In 2003 the New Yorker magazine published an articleentitled "A Letter from California" about the suicide capital of the world, the Golden Gate Bridge, in San francisco. At that time the reported statistic was that someone leapt to their death from the bridge every two weeks. Among the most most memorable features of the piece-- indeed, it is easy for me to recall a decade later-- is a passage about the small percentage of people who survive the jump from the bridge. The author of the article asserts that instant regret is a common experience among those who jump to their deaths only to later survive. One young man, for example, was quoted as saying " I instantly realized that everything in my life that I'd thought was unfixable was totally fixable-- except for having just jumped." This is a powerful testament to the idea that life is largely what we make of it and that our moment to moment perceptions can have a strong impact on our decisions, behavior and relationships.

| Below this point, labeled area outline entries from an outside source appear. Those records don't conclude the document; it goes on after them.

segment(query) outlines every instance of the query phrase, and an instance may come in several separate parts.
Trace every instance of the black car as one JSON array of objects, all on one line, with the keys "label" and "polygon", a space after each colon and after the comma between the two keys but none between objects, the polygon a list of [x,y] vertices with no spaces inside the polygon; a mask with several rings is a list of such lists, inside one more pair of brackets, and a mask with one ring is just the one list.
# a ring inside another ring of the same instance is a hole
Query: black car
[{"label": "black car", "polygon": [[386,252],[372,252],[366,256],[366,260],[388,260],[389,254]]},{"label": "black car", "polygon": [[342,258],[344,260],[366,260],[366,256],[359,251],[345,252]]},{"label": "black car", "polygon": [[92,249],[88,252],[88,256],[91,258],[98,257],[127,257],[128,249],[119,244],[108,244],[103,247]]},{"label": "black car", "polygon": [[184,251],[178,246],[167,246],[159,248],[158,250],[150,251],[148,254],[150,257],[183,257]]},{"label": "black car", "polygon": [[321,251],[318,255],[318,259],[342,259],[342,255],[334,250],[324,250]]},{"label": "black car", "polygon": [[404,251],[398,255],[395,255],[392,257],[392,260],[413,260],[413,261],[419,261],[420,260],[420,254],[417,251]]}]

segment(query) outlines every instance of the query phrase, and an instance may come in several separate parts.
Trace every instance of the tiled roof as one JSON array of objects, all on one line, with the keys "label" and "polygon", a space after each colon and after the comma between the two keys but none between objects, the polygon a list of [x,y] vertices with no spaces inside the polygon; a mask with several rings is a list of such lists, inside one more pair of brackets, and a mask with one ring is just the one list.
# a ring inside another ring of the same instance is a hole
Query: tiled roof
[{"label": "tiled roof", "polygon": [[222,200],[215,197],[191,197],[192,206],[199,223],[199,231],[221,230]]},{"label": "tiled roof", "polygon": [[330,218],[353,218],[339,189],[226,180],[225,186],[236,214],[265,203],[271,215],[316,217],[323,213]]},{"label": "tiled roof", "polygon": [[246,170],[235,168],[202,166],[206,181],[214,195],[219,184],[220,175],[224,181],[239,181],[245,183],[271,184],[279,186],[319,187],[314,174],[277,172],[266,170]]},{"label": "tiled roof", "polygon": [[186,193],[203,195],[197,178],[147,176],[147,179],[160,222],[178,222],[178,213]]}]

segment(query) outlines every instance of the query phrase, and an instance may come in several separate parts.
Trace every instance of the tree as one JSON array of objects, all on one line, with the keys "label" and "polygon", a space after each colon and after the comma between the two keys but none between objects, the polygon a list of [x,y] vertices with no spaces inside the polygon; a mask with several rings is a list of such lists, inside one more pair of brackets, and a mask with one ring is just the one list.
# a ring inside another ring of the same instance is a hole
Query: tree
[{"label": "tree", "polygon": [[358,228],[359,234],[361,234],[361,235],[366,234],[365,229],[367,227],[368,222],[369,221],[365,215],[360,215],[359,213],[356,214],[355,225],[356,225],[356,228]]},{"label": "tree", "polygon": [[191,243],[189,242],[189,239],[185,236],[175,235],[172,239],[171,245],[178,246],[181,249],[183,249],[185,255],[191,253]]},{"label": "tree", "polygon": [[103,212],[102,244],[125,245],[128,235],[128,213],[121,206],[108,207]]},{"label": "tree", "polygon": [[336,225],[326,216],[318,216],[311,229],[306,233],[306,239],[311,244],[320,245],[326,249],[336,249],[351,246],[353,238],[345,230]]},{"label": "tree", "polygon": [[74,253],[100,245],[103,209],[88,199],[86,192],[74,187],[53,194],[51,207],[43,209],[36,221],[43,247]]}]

Never is this more true than in the case of regret. Regret happens when we feel we have "mis-lived." That is, when we feel that we have made mistakes from which we cannot recover or which we cannot undo. All of us harbor some form of regret. Sometimes they are small, such as wishing you would have attended a dinner party. Other times they are large, such as wishing you had never invested in a certain company or gotten married.
Recently, a hospice nurse in Australia cataloged the common regrets of the dying patients with whom she worked. The two top regrets are interesting and fundamentally relatable. First, people generally wished they had had the courage to live a more authentic life. They looked back on life and realized the many occasions in which they had capitulated to external pressure. They wished they would have taken a few more opportunities to follow their own hearts. The second regret on the list was "I wish I wouldn't have worked so hard." In a world where success is often measured by what we do and how well we do it the blur between job and identity appears not to be fulfilling in the long-run. If deathbed wisdom is any guide than people would prefer, at least in retrospect, to have taken off a few more Fridays and spent a bit more time with friends and family.